Comments Outside Diff (2)

backend/routers/transcribe.py, line 1131-1145 (link)

Retry count incremented even when actual retry is impossible

After a ConnectionClosed exception, pusher_connected is set to False on line 1119. The code then falls through (past the try/except) to this retry check. For any timed-out entries, info['retries'] += 1 is called, then await request_conversation_processing(cid) is invoked.
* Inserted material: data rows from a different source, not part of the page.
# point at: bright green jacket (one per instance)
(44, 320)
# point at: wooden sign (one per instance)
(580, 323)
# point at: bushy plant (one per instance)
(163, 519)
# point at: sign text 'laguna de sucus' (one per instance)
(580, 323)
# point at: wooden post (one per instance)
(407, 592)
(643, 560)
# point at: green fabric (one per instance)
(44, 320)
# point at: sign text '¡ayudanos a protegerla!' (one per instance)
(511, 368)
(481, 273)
But inside request_conversation_processing, since pusher_connected is False, the function hits the early-return branch and does nothing — it does not reset sent_at. On the very next loop iteration, not pusher_connected causes a continue back to the top, so the timer is never reset for these entries.
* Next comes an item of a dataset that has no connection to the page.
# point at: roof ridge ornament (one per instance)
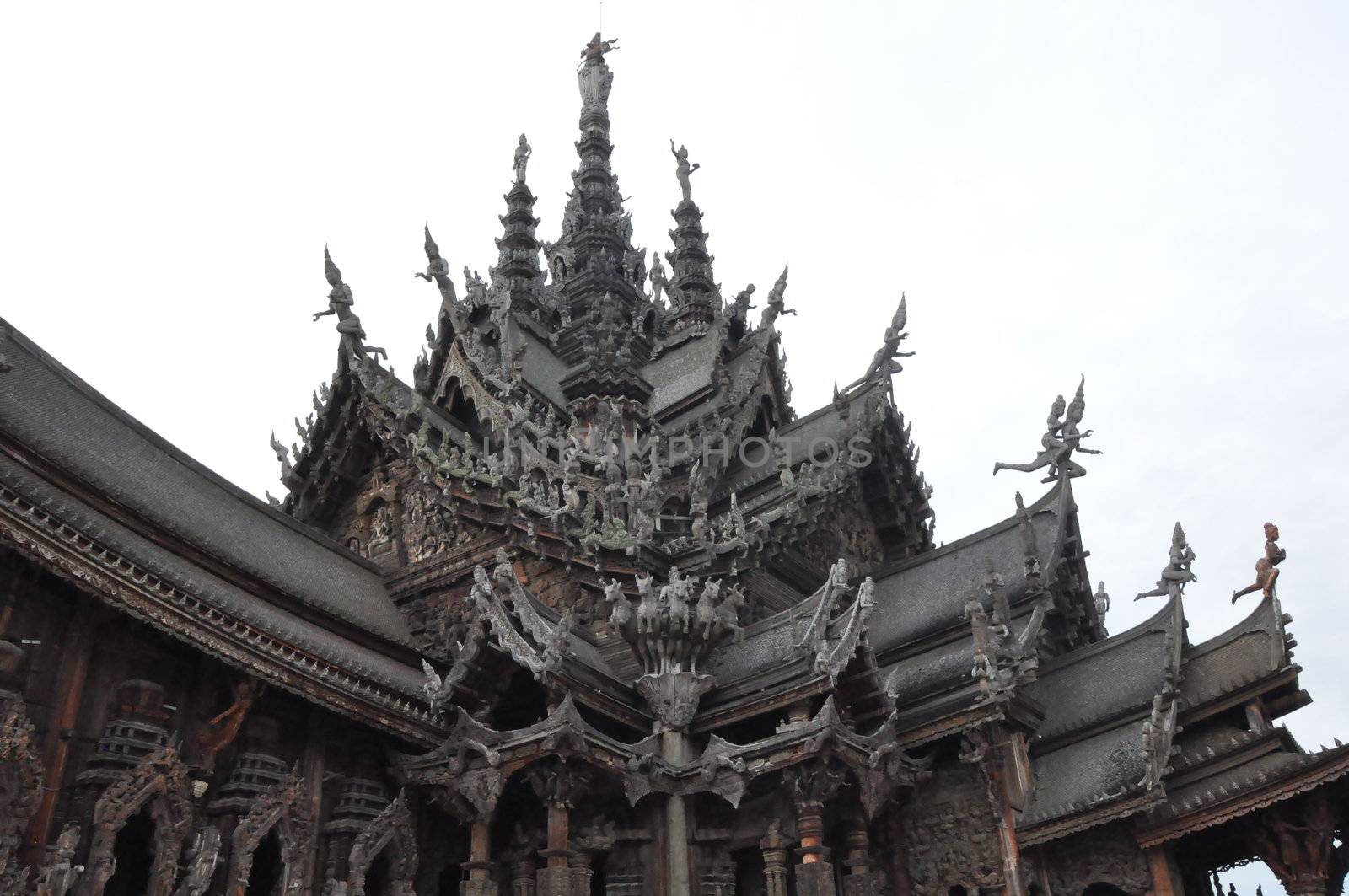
(341, 303)
(1177, 572)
The practical consequence: every ConnectionClosed event that coincides with a timed-out pending request burns a retry without actually retrying. With MAX_RETRIES_PER_REQUEST = 3, three connection drops can exhaust all retries in seconds and cause the conversation to be permanently given up.

Fix: guard the retry block so retries are only incremented when the connection is actually usable, or only increment info['retries'] inside request_conversation_processing after a successful send:

# Retry timed-out pending requests (handles silent WS death)
now = time.time()
if pusher_connected and pusher_ws:  # Only retry when we can actually send
    timed_out = [
        cid
        for cid, info in list(pending_conversation_requests.items())
        if now - info['sent_at'] > PENDING_REQUEST_TIMEOUT
    ]
    for cid in timed_out:
        info = pending_conversation_requests.get(cid)
        if not info:
            continue
        if info['retries'] >= MAX_RETRIES_PER_REQUEST:
            logger.error(
                f"Conversation {cid} failed after {MAX_RETRIES_PER_REQUEST} retries, giving up {uid} {session_id}"
            )
            pending_conversation_requests.pop(cid, None)
            continue
        info['retries'] += 1
        logger.warning(
            f"Retrying process_conversation for {cid} (attempt {info['retries']}/{MAX_RETRIES_PER_REQUEST}) {uid} {session_id}"
        )
        await request_conversation_processing(cid)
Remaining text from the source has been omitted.